Madonna sekali lagi membuktikan bahwa bakat dan legenda tak pernah usang, dan dunia musik serta kreativitas semakin aktif bersinggungan dengan dunia keuangan digital. Album “Confessions II” debut di posisi pertama tangga lagu bergengsi Billboard 200, menjadi album kesepuluh yang paling laris dari penyanyi tersebut dan menduduki posisi pertama yang pantas di tangga lagu Amerika. Rilis ini dengan cepat mengumpulkan sekitar 134 ribu EQA (unit album setara), termasuk lebih dari 114 ribu penjualan, unduhan, dan puluhan juta streaming.
Posisi pertama Madonna di Billboard 200 serta dominasi Bitcoin dan Ethereum di industri kripto menunjukkan bahwa inovasi mengubah bisnis musik dan sektor keuangan global dengan kecepatan yang sama melalui perekonomian. Dan ini bukan lagi sekadar soal rasa ingin tahu biasa dan pembelian mata uang kripto, melainkan juga investasi dalam platform blockchain, solusi pembayaran digital, dan NFT. Terlebih lagi, bagi industri musik, blockchain membuka peluang yang benar-benar baru dan tak terbatas: pencatatan hak cipta yang transparan, pembayaran royalti internasional secara instan, tokenisasi proyek kreatif, serta transaksi langsung.

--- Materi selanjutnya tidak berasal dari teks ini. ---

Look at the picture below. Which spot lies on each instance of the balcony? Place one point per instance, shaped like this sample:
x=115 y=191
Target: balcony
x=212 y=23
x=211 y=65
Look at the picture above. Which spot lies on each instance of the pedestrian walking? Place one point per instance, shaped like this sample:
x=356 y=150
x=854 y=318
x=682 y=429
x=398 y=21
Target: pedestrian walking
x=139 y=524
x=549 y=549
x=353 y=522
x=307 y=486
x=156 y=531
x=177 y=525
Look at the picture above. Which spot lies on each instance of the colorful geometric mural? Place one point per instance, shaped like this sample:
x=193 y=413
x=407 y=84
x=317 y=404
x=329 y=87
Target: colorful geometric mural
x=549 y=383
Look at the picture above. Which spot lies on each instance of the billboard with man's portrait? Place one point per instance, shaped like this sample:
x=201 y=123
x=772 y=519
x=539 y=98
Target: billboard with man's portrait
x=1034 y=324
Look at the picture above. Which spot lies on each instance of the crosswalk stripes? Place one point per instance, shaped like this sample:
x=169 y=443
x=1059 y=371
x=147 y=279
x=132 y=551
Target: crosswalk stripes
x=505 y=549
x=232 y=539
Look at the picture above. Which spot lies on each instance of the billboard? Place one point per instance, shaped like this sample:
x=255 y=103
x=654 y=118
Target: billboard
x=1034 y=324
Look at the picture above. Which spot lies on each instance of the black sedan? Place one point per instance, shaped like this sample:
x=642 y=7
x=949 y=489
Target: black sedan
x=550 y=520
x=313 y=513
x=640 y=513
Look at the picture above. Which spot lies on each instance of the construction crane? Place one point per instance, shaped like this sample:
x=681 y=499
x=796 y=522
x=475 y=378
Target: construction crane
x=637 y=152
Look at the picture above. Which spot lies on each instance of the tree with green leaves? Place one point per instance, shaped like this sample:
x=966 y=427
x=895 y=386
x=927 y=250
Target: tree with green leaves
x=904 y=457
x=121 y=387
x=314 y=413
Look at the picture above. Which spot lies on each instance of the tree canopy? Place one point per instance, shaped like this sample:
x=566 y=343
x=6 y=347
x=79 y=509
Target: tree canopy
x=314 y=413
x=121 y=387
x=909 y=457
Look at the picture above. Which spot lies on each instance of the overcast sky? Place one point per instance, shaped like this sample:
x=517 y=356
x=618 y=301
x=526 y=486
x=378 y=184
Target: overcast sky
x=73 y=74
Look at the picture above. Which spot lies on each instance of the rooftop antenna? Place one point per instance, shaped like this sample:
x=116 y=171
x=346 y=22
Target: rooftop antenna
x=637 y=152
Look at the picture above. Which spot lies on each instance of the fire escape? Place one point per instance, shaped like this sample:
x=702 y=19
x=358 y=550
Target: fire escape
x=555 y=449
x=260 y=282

Industri hiburan modern tidak lagi terbatas pada studio rekaman – semakin banyak bintang pop, penyanyi, musisi, dan bahkan kritikus musik yang secara cermat mengikuti perkembangan Bitcoin (BTC) dan Ethereum (ETH), blockchain, serta Web3. Alasannya jelas: mata uang kripto semakin intensif dan sering digunakan sebagai alat pembayaran internasional, perlindungan sebagian tabungan, serta transfer lintas batas yang cepat. Meskipun demikian, aset kripto tetap cukup volatil dan tidak dapat dianggap sebagai pengganti yang sepenuhnya memadai bagi deposito bank atau rekening elektronik.
Di Amerika Serikat, di antara tokoh-tokoh terkemuka di industri musik yang secara terbuka mendukung atau berinvestasi dalam mata uang kripto adalah rapper, produser, aktor, dan pengusaha Amerika yang terkenal di seluruh dunia – 50 Cent, yang menerima pembayaran dalam bentuk Bitcoin untuk album “Animal Ambition”, rapper Nas – investor awal Coinbase, serta produser DJ Khaled – yang turut serta dalam berbagai proyek kripto.
Di Eropa, perhatian terhadap aset digital, melalui proyek-proyek Web3 Inggris, diberikan oleh rapper dan penulis lagu terkenal, aktor, serta produser musik Snoop Dogg (AS). Imogen Heap (Inggris) menciptakan proyek Mycelia untuk mengelola hak cipta dan secara aktif mempromosikan blockchain. Penyanyi, penulis lagu, komposer, dan aktris Björk (Islandia) – yang terkenal dengan vokal uniknya – merilis album “Utopia”.
Di Asia, G-Dragon (Korea Selatan), JJ Lin (Singapura), dan musisi Yoshiki (Jepang) menyatakan dukungan dan kerja sama mereka terhadap blockchain.
Peringkat internasional semakin sering menunjukkan tren bersama: kesuksesan di abad ke-21 terbentuk di persimpangan antara kreativitas, teknologi modern, dan literasi keuangan, dan semakin banyak orang yang memandang blockchain tidak hanya sebagai investasi keuangan, tetapi juga sebagai alat pengembangan bisnis.
Negara-negara yang masih memimpin dalam penerapan teknologi kripto adalah negara-negara di mana keuangan digital secara aktif diintegrasikan ke dalam industri kreatif, sehingga menciptakan sumber pendapatan dan keunggulan kompetitif baru. Di pasar kripto – Bitcoin dan Ethereum. BTC terus berperan sebagai aset cadangan digital utama, sementara Ethereum tetap menjadi ekosistem terbesar untuk keuangan terdesentralisasi (DeFi), kontrak pintar, NFT, dan tokenisasi aset riil. Yang penting: altcoin yang terkait dengan penskalaan blockchain, kecerdasan buatan, tokenisasi aset, dan infrastruktur terdesentralisasi memiliki prospek yang menjanjikan.